Two legal minded Liberians are calling on practicing journalists in Liberia to educate themselves and be conscious of making follow-ups to stories.
Former Associate Justice and Chairperson of the Independent National Human Rights Commission, Counselor Gladys Johnson, and Human Rights Lawyer, Cllr. Tiawon Gongloe made the recommendation on Monday when they participated in a program marking the International Day to End Impunity for Crimes against Journalists.
Taking the first turn as one of the panelists during the occasion, INHRC Chairperson Gladys Johnson recounted that today is unlike the days of President William V.S. Tubman, when no journalist, except the brave Albert Porte, could write or say anything they wished to say today.
The environment has improved for press freedom and impunity reduced.
However, former Associate Justice Johnson emphasized that Liberian journalists need to go to school to improve their writing and speaking skills.
She said most journalists of today poorly write and speak English, and they do not make follow-up to stories.
On the basis of reporting skills, Justice Johnson said most journalists castigate others and put out stories that have no substantial proof. This, she said, poses negative reflections on an individual’s character.
Human rights lawyer, Cllr. Tiawon Gongloe, making remarks at the end of the program also emphasized that journalists must seek education and improve their knowledge, noting, “Knowledge is power, seek knowledge and improve yourselves.”
He acknowledged that the society cannot operate without security and security cannot operate without the journalists.
He said journalists being people who are relied on for accurate information, need to improve their skills to put out accurate information that readers and listeners can trust.

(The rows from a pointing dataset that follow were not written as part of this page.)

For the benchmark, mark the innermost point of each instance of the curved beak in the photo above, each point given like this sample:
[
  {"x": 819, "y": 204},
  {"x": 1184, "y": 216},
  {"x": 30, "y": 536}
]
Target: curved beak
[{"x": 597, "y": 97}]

Cllr. Gongloe also stressed that Liberian journalists have to give serious attention to education in order to speak and write proper English that others who are not Liberians will understand.
Reacting to the recommendation, Liberian practicing Journalist and president of the Reporters Association, Keith Morris, consented and said Liberian journalists need concrete training that will improve their skills.
He added that instead of international organization like IREX using millions of United States dollars to facilitate three days workshop, it should draw a long range plan and liaise with the University of Liberia to arrange Journalism training that would take about 8 to 10 months.
Challenges facing the media landscape of Liberia are enormous. Dialectical English speaking, incomprehensible writing and photo misplacement are among the many errors counted.
Audiences have overly complained against sensational headlines based on fallacies while majority who listen to radio have also complained about.
People also complain that one person will commit a crime and the head of an institution will be used under the headline as if he/she is the one that committed the crime.
There is no standard in Liberia to guide people entering the media to practice Journalism, but people enter therein either by passion or through the influence of a person who wants to establish a radio station or newspaper.
By this, managers seek people who will undergo a few days workshop and given recorders to get voices to gather actuality for processing by editors many of who are also facing grammatical challenges.